1) Antizymes are polyamine-induced proteins that negatively regulate cellular polyamines. We previously reported that homozygous AZ1 knockout mice with a mixed genetic background are partially embryonic lethal. Homozygous embryos with the C57BL/6J background showed a high mortality rate at embryonic day (E) 13.5-16.5. Hepatic hypoplasia was the earliest abnormality ever detected. Subsequent analysis revealed a reduction of hepatic hemopoietic cells with apoptotic morphology at E12.5-13.5 and anemia with increased erythroblasts in the peripheral circulation, indicating that the secondary embryonic hematopojesis in the liver was a most affected process in the AZ1 knockout mice. Presence of modifier gene(s) for the lethal phenotype of AZ1 knockout mice was indicated in our genetic analysis. To identify the modifier gene(s) using positional assignment, we have prepared a congenic line in MSKR mice, a strain originated from wild molossinus mice in Japan.2) Studies using primary and immortalized cultured cells derived from AZ1 knockout mice demonstrated that ODC repression by polyamines was retarded in these cells and that AZ2 partially compensated the polyamine regulation. Thus AZ2 has activities to repress ODC and inhibit polyamine uptake both in a polyamine-dependent manner.3) We also prepared AZ2 knockout mice. Homozygous AZ2 knockout mice showed no apparent phenotype. AZ1-AZ2 double homozygous knockout mice were complete embryonic lethal by E14.5. The systemic developmental retardation started by E10.5 before the formation of liver, suggesting that the cause of death in the double knockout embryos differs from AZ1 knockouts.4) Long term observation of survivors failed to show the increase in the tumorigenesis in AZ1 homozygotes. However, crossing of AZ1 knockout mice and APC-deficient mm mice demonstrated increases in the number and size of intestinal adenomas in the presence of the heterozygous AZ1 mutation in min mice.

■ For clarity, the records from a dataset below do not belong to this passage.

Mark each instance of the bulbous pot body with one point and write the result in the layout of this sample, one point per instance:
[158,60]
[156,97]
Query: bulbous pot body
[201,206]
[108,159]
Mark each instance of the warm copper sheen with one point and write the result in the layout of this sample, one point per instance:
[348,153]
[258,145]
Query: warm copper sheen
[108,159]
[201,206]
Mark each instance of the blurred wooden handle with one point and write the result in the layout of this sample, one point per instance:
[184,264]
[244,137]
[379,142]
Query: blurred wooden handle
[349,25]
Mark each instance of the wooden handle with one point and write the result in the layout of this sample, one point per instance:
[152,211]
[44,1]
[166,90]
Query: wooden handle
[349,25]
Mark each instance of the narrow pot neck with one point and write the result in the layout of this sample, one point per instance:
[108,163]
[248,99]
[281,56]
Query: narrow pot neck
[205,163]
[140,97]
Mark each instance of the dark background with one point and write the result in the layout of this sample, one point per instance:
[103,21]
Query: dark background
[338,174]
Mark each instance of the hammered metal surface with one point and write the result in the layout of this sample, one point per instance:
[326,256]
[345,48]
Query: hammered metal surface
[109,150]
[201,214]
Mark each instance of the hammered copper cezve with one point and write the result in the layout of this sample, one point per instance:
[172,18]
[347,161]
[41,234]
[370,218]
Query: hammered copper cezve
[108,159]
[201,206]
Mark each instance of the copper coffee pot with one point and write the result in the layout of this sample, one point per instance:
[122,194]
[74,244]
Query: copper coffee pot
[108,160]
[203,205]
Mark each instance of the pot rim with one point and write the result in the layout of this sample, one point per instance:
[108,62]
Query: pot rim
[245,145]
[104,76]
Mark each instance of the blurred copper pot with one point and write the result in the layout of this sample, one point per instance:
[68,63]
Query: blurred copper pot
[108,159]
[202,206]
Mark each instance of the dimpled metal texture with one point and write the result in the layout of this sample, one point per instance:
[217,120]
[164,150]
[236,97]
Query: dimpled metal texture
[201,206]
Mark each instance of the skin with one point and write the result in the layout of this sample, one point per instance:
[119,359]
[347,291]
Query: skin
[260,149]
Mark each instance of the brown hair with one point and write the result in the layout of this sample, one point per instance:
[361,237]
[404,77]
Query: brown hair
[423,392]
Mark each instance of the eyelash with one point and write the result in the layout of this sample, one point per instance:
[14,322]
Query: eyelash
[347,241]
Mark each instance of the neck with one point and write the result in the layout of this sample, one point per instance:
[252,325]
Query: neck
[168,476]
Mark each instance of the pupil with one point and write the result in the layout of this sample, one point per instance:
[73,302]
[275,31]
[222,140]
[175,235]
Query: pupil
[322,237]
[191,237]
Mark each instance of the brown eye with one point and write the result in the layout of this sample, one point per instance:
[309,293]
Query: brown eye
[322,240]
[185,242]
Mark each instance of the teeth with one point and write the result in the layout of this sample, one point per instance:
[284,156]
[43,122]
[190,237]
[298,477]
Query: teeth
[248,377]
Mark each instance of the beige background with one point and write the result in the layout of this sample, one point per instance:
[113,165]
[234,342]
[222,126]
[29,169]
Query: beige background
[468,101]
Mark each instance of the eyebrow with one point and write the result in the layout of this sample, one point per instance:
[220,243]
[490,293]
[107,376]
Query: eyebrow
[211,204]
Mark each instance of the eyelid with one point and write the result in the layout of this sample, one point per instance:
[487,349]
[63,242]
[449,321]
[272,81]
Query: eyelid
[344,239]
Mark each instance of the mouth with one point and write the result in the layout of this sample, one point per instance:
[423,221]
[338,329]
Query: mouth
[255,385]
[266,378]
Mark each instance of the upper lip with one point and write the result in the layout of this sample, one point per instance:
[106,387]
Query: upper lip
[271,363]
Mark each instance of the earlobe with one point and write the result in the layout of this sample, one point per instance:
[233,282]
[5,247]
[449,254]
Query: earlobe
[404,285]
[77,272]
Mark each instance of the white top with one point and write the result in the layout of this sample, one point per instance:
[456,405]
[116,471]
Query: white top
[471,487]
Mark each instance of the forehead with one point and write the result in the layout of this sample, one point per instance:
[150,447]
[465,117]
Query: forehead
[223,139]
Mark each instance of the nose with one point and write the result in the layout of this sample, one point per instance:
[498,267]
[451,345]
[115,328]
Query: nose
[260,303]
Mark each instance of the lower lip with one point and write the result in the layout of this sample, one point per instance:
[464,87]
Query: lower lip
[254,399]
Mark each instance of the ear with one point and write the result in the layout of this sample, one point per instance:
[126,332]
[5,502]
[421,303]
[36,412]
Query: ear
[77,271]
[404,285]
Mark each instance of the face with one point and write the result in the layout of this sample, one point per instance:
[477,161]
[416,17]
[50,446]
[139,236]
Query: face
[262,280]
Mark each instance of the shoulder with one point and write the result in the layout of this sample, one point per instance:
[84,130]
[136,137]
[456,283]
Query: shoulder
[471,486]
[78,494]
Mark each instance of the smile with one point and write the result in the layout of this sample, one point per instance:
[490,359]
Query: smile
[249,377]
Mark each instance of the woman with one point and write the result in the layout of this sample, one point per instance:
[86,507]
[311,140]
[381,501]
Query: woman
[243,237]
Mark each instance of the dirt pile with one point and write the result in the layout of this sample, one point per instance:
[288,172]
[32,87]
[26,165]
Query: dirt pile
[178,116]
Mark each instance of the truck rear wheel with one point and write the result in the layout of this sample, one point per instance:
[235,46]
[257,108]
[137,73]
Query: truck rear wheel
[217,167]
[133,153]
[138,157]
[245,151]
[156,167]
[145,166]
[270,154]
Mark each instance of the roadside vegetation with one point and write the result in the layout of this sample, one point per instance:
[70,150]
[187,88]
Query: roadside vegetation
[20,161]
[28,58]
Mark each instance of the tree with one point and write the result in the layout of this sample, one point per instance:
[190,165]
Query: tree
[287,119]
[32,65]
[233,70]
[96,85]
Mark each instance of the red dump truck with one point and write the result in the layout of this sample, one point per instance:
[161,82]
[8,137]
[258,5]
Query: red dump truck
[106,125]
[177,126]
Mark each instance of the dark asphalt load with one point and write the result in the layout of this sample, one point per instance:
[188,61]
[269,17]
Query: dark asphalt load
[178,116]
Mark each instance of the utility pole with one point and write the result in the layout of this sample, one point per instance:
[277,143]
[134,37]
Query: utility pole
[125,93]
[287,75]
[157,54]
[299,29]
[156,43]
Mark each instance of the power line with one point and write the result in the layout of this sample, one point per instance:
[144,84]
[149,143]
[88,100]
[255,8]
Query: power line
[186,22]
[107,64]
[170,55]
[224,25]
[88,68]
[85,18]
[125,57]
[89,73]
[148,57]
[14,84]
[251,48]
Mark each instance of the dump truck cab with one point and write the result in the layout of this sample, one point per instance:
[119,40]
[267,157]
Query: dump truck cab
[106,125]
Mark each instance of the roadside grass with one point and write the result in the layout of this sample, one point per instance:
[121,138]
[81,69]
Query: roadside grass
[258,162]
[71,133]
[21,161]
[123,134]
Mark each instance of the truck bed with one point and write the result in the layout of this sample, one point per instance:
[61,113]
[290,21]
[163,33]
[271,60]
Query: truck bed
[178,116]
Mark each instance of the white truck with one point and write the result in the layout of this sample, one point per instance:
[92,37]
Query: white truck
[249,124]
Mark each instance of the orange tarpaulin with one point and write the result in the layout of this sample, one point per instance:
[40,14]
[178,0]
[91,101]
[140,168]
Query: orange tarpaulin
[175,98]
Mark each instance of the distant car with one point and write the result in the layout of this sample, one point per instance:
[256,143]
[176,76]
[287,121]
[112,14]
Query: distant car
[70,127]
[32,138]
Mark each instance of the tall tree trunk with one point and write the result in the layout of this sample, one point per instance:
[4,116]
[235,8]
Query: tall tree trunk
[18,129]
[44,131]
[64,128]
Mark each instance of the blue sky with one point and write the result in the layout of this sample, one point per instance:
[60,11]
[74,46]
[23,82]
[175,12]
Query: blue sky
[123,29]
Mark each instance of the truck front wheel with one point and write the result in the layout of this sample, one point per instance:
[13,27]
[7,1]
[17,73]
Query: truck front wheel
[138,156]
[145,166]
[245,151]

1)抗酶是多胺诱导的蛋白质，其负调节细胞多胺。我们以前报道过，具有混合遗传背景的纯合子AZ 1基因敲除小鼠是部分胚胎致死的。具有C57 BL/6 J背景的纯合胚胎在胚胎日（E）13.5-16.5显示高死亡率。肝发育不全是最早发现的异常。随后的分析显示，在E12.5-13.5时，肝脏造血细胞减少，细胞凋亡形态，外周循环中贫血伴成红细胞增加，表明肝脏中的继发性胚胎造血是AZ 1敲除小鼠中最受影响的过程。在我们的遗传分析中，AZ 1基因敲除小鼠的致死表型的修饰基因的存在被指示。为了使用位置分配来鉴定修饰基因，我们在MSKR小鼠中制备了同源系，MSKR小鼠是源自日本野生molossinus小鼠的品系。2）使用来自AZ 1敲除小鼠的原代和永生化培养细胞的研究表明，在这些细胞中，多胺对ODC的抑制被延迟，并且AZ 2部分补偿了多胺的调节。因此，AZ 2具有抑制ODC和抑制多胺摄取的活性，两者均以多胺依赖的方式进行。3）我们还制备了AZ 2敲除小鼠。纯合子AZ 2基因敲除小鼠没有表现出明显的表型。AZ 1-AZ 2双纯合子基因敲除小鼠在E14.5时胚胎完全致死。在E10.5时开始出现全身发育迟缓，肝脏形成之前，提示双基因敲除胚胎的死亡原因与AZ 1基因敲除胚胎不同。4）对存活胚胎的长期观察未能显示AZ 1纯合子的肿瘤发生增加。然而，AZ 1基因敲除小鼠和APC缺陷型mm小鼠的杂交表明，在min小鼠中存在杂合AZ 1突变的情况下，肠腺瘤的数量和大小增加。